Say you suspect that your computer has been hacked. Then every time it stalls or has a little glitch, you blame it on the hackers. Or you think that your boss has it in for you. Then everything she says or does you interpret as part of her plan to undermine you. It’s a bit like a self-fulfilling prophecy.
If you identify with a political party, you probably do this all the time. If you’re a scientist, you do this inadvertently as part of the scientific method. And if you’re a trial lawyer, it’s your job to do this.
If you’re interested in moving an agenda forward, then the confirmation bias works in your favor. If you’re subject to this agenda and don’t like it, recognize the confirmation bias for its fallacy. And if you’re interested in the truth, start without preconceptions. Outwitting the confirmation bias means exploring both sides of an argument with equal diligence.
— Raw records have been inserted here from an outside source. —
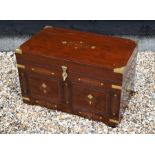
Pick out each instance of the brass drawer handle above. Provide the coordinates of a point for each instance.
(64, 72)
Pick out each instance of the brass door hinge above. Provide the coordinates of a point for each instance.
(114, 121)
(116, 87)
(119, 70)
(18, 51)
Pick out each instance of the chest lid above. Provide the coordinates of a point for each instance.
(80, 47)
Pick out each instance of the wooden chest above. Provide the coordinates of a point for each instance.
(75, 72)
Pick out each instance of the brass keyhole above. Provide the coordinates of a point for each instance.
(64, 72)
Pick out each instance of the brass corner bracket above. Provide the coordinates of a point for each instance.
(25, 98)
(119, 70)
(21, 66)
(18, 51)
(114, 121)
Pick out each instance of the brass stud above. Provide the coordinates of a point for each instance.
(44, 91)
(93, 47)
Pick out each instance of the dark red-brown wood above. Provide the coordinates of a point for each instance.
(90, 60)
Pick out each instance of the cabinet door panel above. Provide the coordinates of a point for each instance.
(88, 99)
(44, 87)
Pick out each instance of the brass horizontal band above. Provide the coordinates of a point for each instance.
(18, 51)
(21, 66)
(26, 98)
(48, 26)
(119, 70)
(116, 87)
(114, 121)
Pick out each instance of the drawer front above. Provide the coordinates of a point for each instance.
(88, 99)
(44, 88)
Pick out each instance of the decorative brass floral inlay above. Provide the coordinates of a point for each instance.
(90, 96)
(79, 45)
(44, 85)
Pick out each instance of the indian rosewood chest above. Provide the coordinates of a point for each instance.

3) The overconfidence bias.
I call this the ‘my guess is better than yours’ bias. People’s confidence in their own decisions tends to outstrip the accuracy of those decisions. Your friend will say he’s “100 percent positive” about something — e.g. his choice of wife – and only be right 50 percent of the time. A disastrous form of this happened in the doomed 1996 Mt Everest expedition described in Jon Krakauer’s Into Thin Air, resulting in the death of many climbers.
4) The availability bias.
We tend to estimate what’s more likely by how easily we can come up with an example from memory. The availability of our memories is biased toward vivid, unusual, or emotionally charged examples. So we tend to make those more salient, then come up with weird decisions based on them.
As a result, you may cancel your trip to the Canary Islands because mom tells you the biggest plane crash in history happened there. Or you stop going to hockey games because you heard someone in the stands got thwacked on the head with a puck last week. Or avoid investing in stocks because those crashed last year.
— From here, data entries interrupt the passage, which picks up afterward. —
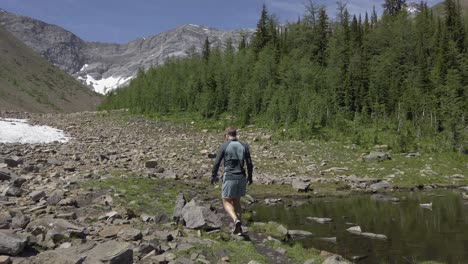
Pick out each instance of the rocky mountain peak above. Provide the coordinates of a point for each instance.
(106, 66)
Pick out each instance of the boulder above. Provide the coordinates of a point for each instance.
(11, 243)
(179, 206)
(56, 227)
(377, 156)
(380, 185)
(335, 259)
(110, 252)
(130, 234)
(37, 195)
(300, 186)
(6, 175)
(73, 255)
(55, 197)
(320, 220)
(299, 234)
(200, 217)
(151, 164)
(11, 162)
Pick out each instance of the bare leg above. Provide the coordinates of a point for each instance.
(238, 208)
(230, 209)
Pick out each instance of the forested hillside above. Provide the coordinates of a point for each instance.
(393, 79)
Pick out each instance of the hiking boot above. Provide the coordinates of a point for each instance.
(237, 228)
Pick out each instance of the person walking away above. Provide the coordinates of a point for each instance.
(235, 155)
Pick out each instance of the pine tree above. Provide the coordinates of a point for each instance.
(393, 7)
(206, 50)
(262, 36)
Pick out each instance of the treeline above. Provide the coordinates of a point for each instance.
(365, 77)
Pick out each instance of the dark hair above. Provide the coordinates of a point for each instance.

To bypass the availability bias, be sure to look at all the evidence around a particular decision, not the stuff that jumps to mind first. If only 1 out of 100,000 plane landings resulted in a crash, it’s safe to fly to the Canary Islands. If one out of ten million hockey fans gets nailed by a puck, you can watch a hockey game.
5) The sunk cost fallacy.
I call this the slot-machine effect. You put a quarter in a one-armed bandit, and pull the lever. You win nothing. No big deal – you put in another quarter. And another. This goes on for a while, and you start thinking, “Well, I’m invested in this machine now. It’s going to belch an avalanche of quarters any second!”
The truth is that every pull of the lever has the same winning probability of nearly zero, regardless of how much money you’ve put in. The money is effectively gone forever – it’s a sunk cost. There’s no quantifiable expectation of future return, so it’s not an investment.
This is a big one in jobs and relationships. You can be stuck in a crappy situation for a while, and then think, “But I’ve invested three years in this! I can’t just throw that away!” The fact is that those three years are never coming back – you’ve already thrown them away, so don’t worry about it! The sooner you cut bait and go for a better situation, the better off you are.
So next time you have smart friends who are about to make an unbelievably dumb decision, follow this five-step plan:
a) Look through this list, or an even more comprehensive one
b) Empathize with them for being human, coming up with an example of a time when you made a similarly boneheaded choice – “Boy, was I a goober!”
c) Instead of saying “What the hell are you thinking,” say “I have a lot of faith in your judgment, so help me understand how you came up with this decision.”
d) If you’re still convinced they’re smoking something funny, only then offer gently some insight on cognitive biases, and see what happens.
e) If they still don’t get it, take the frying pan from behind your back and give them a compassionate but bracing thwack upside the head. It probably won’t change their mind, but it’ll feel pretty satisfying.